For those who feel like the financial system is stacked against you, this article is for you.
If everyone is playing by the same rules, isn’t it a fair game? Sure, unless the rules single out individuals or groups and give them different rules. Guess what!? The Accredited Investor rules, quite literally, give people different rules based on how much money they make (or have). Imagine playing the game of Monopoly, but you join mid-game and if you’re not in the top 10% of asset holders, you’re prevented from buying most of the properties. But, you can still pass Go and use the Chance cards. How tough would that game be? We’re mid-game and you have joined late.
Do you want to know why you might not know about what’s behind the secret door? It’s because Rule 506(b) of Regulation D prohibits using general solicitation to market securities. Basically, issuers can’t offer it to everybody, they have to put it behind a firewall and make sure the investor is accredited first.
For years, this financial test has prevented most in the US from being able to invest in new projects like Uber, Google, Palantir, etc. before these companies became household names. Now, to be fair, it protected many from losing money in bad investments, but it also simultaneously prevented the learning process that comes from making those types of mistakes. As one who learns from my mistakes (lots of them), I don’t want this protection. This big brother type protection may have a better financial outcome for some, but a negative learning outcome for most.
So how many people did this prevent from being able to invest in new unregistered or exempt projects? To be an accredited investor you must have $1,000,000 in assets, but can’t count your primary residence towards that number. According to my friend Google, about 8% of people fall in this category of having enough wealth, but it isn’t evenly distributed. Places like MD, NJ, and CT have close to 10%, while southern states like AR, AL, LA clock in under 5%.
You’re also a member of this exclusive investing club if you make enough yearly income. If you’re single, it’s $200,000/yr. If you’re married, then $300,000/yr. About 1% in the U.S. make $300,000 or more, and that overlaps considerably with those that have a million in assets.

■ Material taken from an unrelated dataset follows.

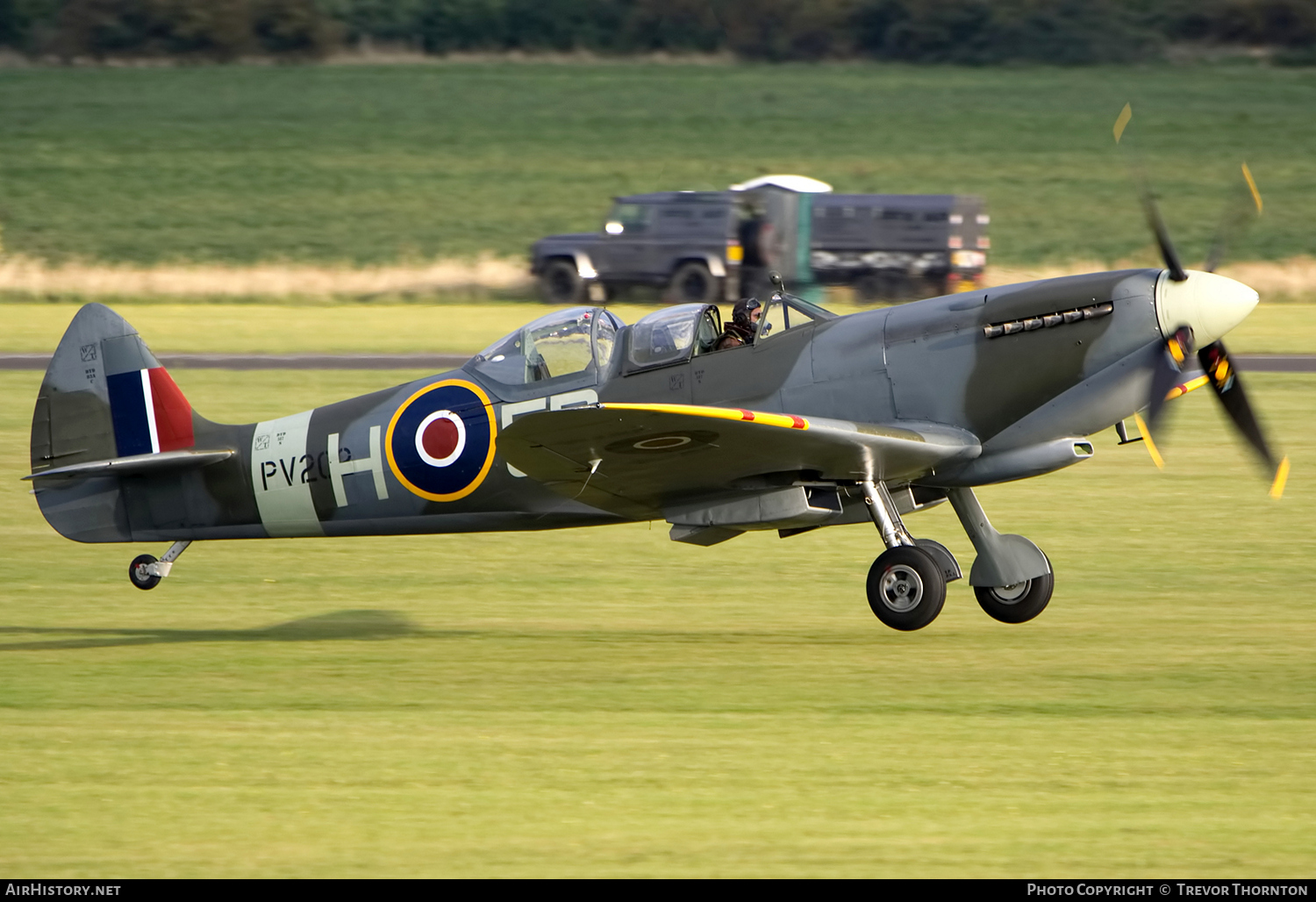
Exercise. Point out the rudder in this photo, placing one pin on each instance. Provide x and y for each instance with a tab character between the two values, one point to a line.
105	395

Ok, so what about everyone else? That’s where the secret door comes in. It is new, and it allows you to join this exclusive club through education, instead of somehow becoming wealthy without having had access to lucrative investment opportunities. You can now take one of three tests, a Series 7, a Series 65, or Series 82. Bam!, you now have access to the same risky, but potentially more lucrative opportunities that were only available to the wealthy. This new rule change is only about six months old.
So how do you take advantage of these new changes? There are three possible tests, but for two of them (Series 7 and Series 82) you have to be sponsored by a FINRA member firm, so unless you have that in your back pocket, you should choose the Series 65. It isn’t going to be easy. The test is for budding Investment Advisor Representatives. You’ll learn a lot, and that’s never a bad thing. You’ll probably even avoid some of those expensive mistakes I’m so fond of learning from.

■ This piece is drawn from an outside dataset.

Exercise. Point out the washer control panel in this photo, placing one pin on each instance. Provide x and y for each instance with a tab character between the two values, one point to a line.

This is not financial investment advice, but it is advice. Take the Series 65, and then take your own financial investment advice. After all, you’ll be qualified to give it.
Not ready to take the test? Start here.
Ready for the test? Start here and get at least 94 of the 130 questions right.
I’m not going to tell you what’s behind the secret door, but once you’ve passed through the secret door (Series 65), you’ll have more opportunities to invest in riskier and potentially more lucrative opportunities. And, even better, you’ll have a new set of skills to help you evaluate the ones that are worth your time and money.